People v Porter
2013 NY Slip Op 05965 [109 AD3d 737]
September 24, 2013
Appellate Division, First Department
Published by New York State Law Reporting Bureau pursuant to Judiciary Law § 431.
As corrected through Wednesday, October 30, 2013


The People of the State of New York, Respondent,
v
Melvin Porter, Appellant.

[*1] Robert S. Dean, Center for Appellate Litigation, New York (Cheryl Andrada of counsel), for appellant.

Cyrus R. Vance, Jr., District Attorney, New York (Alice Wiseman of counsel), for respondent.

Judgment, Supreme Court, New York County (Richard D. Carruthers, J., at suppression hearing; Cassandra M. Mullen, J., at jury trial and sentencing), rendered January 5, 2011, as amended January 13, 2011, convicting defendant of criminal possession of a controlled substance in the fourth degree, and sentencing him, as a second felony drug offender whose prior felony conviction was a violent felony, to a term of six years, unanimously affirmed.

The court properly denied defendant's suppression motion. The police executed a search warrant, the validity of which is not at issue, at the barbershop where defendant worked. The warrant authorized a search of the shop as well as the person of a described "John Doe" subject. When the police entered, they immediately observed that defendant generally matched the detailed description contained in the warrant, notwithstanding minor discrepancies. Based on all the circumstances, the police reasonably believed that defendant was the target of the warrant (see Hill v California, 401 US 797, 802 [1971]; People v Fernando, 184 AD2d 413, 414-415 [1st Dept 1992]). Defendant asserts that the reasonableness of the search was undermined by the presence at the shop of a codefendant who allegedly was the actual target of the warrant and who allegedly matched the description as well as, or better than, defendant did. However, the hearing record fails to support these claims.

The verdict was not against the weight of the evidence (see People v Danielson, 9 NY3d 342, 348-349 [2007]). There is no basis for disturbing the jury's credibility determinations regarding the circumstances of defendant's possession of drugs. Furthermore, the chemist used a reliable sampling method to establish the weight of the drugs (see People v Hill, 85 NY2d 256, 261 [1995]; People v Argro, 37 NY2d 929 [1975]), and we have considered and rejected defendant's challenges to her testimony.

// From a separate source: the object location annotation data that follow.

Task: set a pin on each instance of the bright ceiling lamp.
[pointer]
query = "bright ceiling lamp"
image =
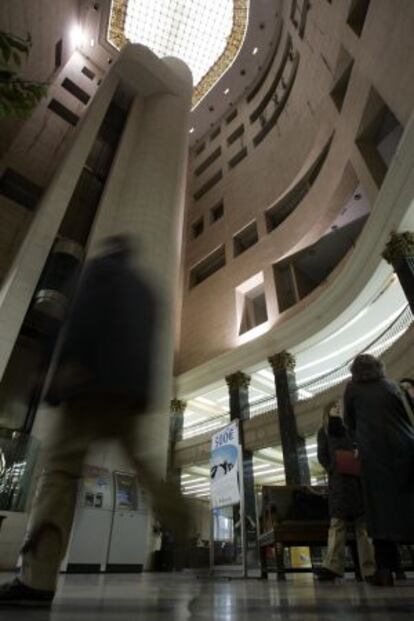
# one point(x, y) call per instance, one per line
point(207, 35)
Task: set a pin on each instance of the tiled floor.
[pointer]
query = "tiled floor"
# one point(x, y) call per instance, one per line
point(173, 597)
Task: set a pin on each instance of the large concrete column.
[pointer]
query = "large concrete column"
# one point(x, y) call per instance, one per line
point(293, 445)
point(399, 252)
point(177, 409)
point(20, 284)
point(238, 384)
point(144, 197)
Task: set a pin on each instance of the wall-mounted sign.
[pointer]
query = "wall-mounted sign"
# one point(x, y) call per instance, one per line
point(224, 467)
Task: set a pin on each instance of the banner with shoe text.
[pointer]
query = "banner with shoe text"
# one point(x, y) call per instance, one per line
point(224, 467)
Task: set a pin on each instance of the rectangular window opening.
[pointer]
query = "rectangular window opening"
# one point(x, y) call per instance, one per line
point(76, 91)
point(216, 212)
point(378, 137)
point(339, 91)
point(215, 133)
point(200, 148)
point(231, 116)
point(197, 228)
point(208, 185)
point(236, 134)
point(357, 15)
point(208, 161)
point(64, 112)
point(207, 267)
point(238, 157)
point(254, 309)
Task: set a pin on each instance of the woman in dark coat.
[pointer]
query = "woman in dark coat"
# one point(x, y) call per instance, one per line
point(345, 499)
point(381, 421)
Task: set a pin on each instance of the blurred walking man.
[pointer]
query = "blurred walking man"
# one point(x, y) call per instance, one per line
point(102, 379)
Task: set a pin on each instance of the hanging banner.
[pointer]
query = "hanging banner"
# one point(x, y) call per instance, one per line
point(224, 467)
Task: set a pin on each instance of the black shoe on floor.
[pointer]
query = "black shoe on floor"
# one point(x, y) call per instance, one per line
point(400, 575)
point(18, 594)
point(326, 575)
point(382, 577)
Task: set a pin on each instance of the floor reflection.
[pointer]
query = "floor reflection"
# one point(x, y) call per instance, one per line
point(182, 597)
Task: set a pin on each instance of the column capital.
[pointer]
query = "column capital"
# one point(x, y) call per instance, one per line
point(238, 380)
point(283, 361)
point(177, 406)
point(400, 245)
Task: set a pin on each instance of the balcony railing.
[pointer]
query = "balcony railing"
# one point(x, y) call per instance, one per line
point(307, 390)
point(18, 454)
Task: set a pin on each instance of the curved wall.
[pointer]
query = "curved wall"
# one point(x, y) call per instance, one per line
point(326, 83)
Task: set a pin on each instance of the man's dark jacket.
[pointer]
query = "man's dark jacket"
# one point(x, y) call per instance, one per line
point(108, 341)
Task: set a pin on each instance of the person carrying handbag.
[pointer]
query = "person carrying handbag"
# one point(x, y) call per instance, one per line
point(345, 497)
point(381, 421)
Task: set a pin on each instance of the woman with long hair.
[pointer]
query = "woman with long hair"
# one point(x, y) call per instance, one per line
point(380, 418)
point(345, 499)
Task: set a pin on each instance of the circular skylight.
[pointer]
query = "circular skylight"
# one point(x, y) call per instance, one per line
point(195, 31)
point(205, 34)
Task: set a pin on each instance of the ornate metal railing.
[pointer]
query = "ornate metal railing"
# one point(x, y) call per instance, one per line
point(18, 454)
point(377, 347)
point(308, 389)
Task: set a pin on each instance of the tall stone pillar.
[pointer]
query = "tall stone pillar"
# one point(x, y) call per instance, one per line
point(17, 291)
point(293, 445)
point(238, 384)
point(177, 409)
point(144, 197)
point(399, 252)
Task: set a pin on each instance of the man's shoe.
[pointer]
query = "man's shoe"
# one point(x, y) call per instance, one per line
point(326, 575)
point(18, 594)
point(400, 575)
point(382, 577)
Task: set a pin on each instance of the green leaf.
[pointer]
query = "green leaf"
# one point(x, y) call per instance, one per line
point(17, 59)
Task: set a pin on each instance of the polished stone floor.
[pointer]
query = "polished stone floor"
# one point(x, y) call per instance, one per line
point(173, 597)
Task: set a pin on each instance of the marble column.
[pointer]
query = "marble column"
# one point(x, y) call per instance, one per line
point(399, 252)
point(177, 409)
point(293, 445)
point(144, 197)
point(238, 384)
point(17, 291)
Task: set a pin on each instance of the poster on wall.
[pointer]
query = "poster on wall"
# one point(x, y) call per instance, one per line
point(224, 467)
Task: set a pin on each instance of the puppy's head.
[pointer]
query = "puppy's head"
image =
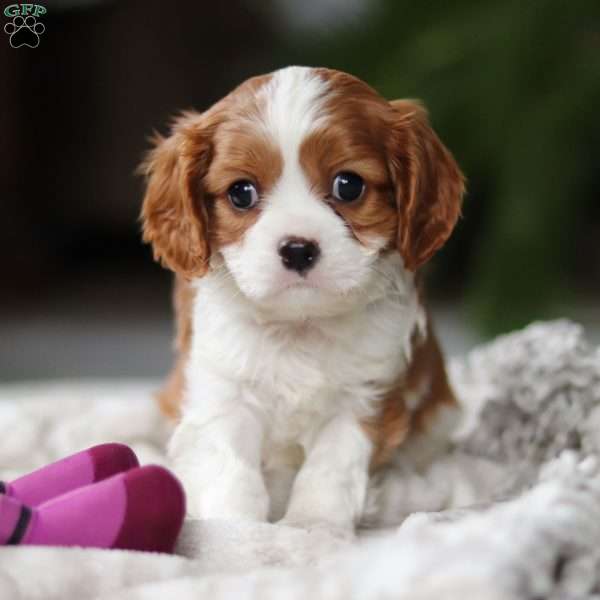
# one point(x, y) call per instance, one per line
point(297, 184)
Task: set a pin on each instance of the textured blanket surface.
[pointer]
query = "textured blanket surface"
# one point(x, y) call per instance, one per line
point(512, 511)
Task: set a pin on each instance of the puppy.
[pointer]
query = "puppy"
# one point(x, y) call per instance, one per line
point(295, 213)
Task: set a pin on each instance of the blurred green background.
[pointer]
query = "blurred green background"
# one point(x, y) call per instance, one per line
point(513, 89)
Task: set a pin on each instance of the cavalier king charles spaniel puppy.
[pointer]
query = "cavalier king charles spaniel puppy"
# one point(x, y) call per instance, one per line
point(295, 213)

Defendant did not preserve his challenge to the court's supplemental instructions to the deliberating jury, and we decline to review it in the interest of justice. As an alternative holding, we also reject it on the merits. The court provided a correct and meaningful response to the jury's inquiry (see generally People v Almodovar, 62 NY2d 126, 131-132 [1984]), and there is no reasonable possibility that the instructions could have led the jury to convict defendant on an improper theory. We have considered and rejected [*2]defendant's related claim of ineffective assistance of counsel (see People v Benevento, 91 NY2d 708, 713-714 [1998]; Strickland v Washington, 466 US 668 [1984]).

We perceive no basis for reducing the sentence. Concur—Friedman, J.P., Freedman, Richter, Feinman and Gische, JJ.